Token regulated liabilities are simply representations of existing deposits held in a wallet instead of an account. They are redeemable at par in national currency units, unlike cryptocurrencies, which are not backed by anything and fluctuate in value. Stablecoins could enter an RLN if they gain regulatory approval and are guaranteed redeemable at par.

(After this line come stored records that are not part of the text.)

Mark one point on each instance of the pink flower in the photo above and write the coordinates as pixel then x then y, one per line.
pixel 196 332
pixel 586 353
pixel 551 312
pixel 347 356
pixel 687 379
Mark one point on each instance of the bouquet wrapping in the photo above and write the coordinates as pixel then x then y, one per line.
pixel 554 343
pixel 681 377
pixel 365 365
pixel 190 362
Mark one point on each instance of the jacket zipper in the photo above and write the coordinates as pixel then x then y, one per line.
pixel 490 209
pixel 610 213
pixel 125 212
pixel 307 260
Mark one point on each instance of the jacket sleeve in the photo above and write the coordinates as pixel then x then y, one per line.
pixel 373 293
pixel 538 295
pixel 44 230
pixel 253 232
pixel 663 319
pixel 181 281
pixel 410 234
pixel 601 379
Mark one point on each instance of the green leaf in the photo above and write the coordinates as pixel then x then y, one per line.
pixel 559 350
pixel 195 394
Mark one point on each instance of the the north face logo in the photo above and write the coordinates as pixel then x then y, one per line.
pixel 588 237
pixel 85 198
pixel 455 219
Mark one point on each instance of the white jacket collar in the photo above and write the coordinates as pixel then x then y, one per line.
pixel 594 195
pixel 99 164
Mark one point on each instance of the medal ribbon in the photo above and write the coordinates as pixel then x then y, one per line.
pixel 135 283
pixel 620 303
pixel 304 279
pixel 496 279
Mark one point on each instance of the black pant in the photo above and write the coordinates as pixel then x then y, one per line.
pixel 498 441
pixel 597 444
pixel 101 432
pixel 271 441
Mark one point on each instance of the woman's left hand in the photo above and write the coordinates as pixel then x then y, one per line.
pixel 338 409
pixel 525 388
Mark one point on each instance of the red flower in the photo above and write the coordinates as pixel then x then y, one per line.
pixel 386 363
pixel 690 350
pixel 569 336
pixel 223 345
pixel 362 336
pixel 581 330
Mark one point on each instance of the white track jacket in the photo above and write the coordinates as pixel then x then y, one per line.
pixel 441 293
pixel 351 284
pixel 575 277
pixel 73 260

The idea for an RLN emerged last year from work initiated by Citi, OCBC Bank, Goldman Sachs, Barclays, BondEvalue, Bank of America, Bank of New York, Payoneer, PayPal, Wells Fargo, SETL and Linklaters. . And DiCaprio’s R3 runs an RLN test in a sandbox environment on its Corda blockchain, taking inspiration from the European Central Bank’s TARGET platform, where EU central banks write their liabilities to a shared ledger. (not on DLT). The R3 RLN on Corda aims to allow commercial banks and e-money institutions to write their debts to a ledger in the same way – blockchain in this case, but it could be another electronic platform .
“We have a CBDC sandbox which is a user interface where central banks or commercial banks – anyone really – could come in, create an identity and figure out what it means to have different design features of central bank digital currency,” Di told Caprio. These design features can be direct or indirect emission or models at different levels. The sandbox allows banks to see what happens as they make different design decisions using this new concept. Currently, the sandbox is designed with two nodes to allow two central banks to interact with each other. “But with RLN, we would need three nodes, which we’ve actually built before for different clients,” says Di Caprio. “We are now building this feature for everyone.”